I think that at the very least it would useful for gpioctl to have an equivalent to sysctl's -f option, maybe -F, to load pin configuration and values from a file.
Also, gpio(4) mentions some hints specific to ar71xx_gpio driver, but some of them could be generalized to all drivers (the bus) and they probably could be extended.


----------



## Phishfry (Monday at 4:37 AM)

Ideally the pin state would be handled in the BIOS on x86.
I feel this way because it seems to me you don't want to expose your sensors to the wrong direction on bootup and OS changed on startup.

Minnowboard uses Intel UEFI Tiano BIOS. It has pin state and even pin muxing settings.

APU1/2/3 uses Coreboot/SeaBIOS and I would think that would be the place to set them.
It is very bare and offers no such settings.There is a place to change GPIO pins to Serial Port 3 and 4.

Setting them in the OS seems like the last resort to me.
I haven't tried to use U-Boot pinmux function yet. I need to investigate it.
It seems a good way to override the boards DTB pin states..


----------



## aragats (Monday at 4:44 AM)

Phishfry said:


> I could also use u-boot pinmux to set the state. More complicated I could change the dts files.

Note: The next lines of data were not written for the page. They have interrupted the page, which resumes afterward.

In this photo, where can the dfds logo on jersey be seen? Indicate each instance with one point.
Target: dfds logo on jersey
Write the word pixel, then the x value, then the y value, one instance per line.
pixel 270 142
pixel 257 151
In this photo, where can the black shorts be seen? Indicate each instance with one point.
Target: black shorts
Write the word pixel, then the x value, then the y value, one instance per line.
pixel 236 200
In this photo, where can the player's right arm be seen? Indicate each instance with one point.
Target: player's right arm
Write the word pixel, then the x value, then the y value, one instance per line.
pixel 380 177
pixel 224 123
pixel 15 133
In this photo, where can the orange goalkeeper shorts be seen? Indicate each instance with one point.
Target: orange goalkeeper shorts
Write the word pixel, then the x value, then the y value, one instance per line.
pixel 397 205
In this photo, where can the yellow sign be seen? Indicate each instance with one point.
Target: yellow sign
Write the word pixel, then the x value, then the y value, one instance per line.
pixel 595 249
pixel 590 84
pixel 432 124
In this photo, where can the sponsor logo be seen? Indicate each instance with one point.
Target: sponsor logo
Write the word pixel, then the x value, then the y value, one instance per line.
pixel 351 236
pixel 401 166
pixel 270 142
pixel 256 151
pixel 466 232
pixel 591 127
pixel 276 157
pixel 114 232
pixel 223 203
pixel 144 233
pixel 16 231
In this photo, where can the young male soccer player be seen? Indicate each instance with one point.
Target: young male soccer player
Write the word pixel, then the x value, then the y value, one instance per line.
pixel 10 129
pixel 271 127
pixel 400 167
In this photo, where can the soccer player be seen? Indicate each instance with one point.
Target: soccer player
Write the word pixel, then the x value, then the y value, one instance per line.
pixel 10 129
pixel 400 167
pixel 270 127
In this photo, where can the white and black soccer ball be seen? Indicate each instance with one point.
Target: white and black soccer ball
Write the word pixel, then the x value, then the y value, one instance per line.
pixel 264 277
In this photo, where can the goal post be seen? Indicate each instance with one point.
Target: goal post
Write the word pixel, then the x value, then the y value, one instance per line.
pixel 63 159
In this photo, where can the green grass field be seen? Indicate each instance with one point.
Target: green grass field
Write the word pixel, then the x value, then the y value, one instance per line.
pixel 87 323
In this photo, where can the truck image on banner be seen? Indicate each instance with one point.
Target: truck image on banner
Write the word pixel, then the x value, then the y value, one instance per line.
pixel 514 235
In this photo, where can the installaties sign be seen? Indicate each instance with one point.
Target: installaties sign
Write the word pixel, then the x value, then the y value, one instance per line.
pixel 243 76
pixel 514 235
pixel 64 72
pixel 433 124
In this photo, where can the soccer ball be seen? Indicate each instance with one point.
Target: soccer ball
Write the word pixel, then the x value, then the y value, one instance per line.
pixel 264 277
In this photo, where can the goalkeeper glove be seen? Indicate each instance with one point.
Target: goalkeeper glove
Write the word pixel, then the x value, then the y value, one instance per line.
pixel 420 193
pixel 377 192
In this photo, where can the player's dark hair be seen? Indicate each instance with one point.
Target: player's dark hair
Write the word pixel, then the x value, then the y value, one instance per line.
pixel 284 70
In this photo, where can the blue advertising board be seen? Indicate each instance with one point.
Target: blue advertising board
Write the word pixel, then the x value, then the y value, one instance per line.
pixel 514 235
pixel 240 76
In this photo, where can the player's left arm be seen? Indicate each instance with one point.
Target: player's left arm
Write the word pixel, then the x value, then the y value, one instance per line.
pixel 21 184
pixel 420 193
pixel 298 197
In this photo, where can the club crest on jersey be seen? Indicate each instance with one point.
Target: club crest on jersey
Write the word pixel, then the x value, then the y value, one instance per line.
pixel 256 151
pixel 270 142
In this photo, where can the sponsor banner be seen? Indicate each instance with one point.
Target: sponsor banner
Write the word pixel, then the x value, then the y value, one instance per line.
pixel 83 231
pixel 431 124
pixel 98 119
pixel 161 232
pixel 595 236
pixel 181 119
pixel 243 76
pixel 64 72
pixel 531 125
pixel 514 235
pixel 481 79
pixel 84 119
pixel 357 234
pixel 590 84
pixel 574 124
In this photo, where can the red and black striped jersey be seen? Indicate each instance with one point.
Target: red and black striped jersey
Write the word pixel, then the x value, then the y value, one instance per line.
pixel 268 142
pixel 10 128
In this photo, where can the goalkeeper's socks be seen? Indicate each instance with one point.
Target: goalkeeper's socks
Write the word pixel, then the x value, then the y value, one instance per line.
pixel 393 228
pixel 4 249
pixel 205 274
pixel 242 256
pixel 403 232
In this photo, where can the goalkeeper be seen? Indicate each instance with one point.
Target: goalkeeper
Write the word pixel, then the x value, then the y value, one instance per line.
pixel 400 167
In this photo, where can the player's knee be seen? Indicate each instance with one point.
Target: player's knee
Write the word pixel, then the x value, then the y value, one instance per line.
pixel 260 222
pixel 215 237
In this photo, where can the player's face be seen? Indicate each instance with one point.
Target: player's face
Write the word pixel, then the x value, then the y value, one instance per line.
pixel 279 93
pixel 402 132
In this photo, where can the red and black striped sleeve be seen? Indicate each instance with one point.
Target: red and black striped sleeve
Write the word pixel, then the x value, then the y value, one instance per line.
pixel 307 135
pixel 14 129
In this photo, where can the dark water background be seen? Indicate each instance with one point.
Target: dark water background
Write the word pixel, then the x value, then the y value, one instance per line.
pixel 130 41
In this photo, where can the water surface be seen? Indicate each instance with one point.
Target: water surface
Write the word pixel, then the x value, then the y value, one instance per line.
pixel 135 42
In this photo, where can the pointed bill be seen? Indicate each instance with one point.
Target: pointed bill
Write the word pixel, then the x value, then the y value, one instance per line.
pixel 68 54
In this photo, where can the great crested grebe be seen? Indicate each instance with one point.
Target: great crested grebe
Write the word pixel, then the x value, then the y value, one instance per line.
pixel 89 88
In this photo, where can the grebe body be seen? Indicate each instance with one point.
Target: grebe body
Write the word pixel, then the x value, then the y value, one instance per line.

Using _u-boot_ sounds reasonable, should be straight forward. I don't set pins, but I do _read_ pins in _u-boot_ to determine which variant of hardware it's running on. The possibility of using device tree depends on hardware. As far as I know it's not possible to set a specific value in e.g. BBB, but you can enable pull-up or pull-down, which can be a work-around in some cases.


----------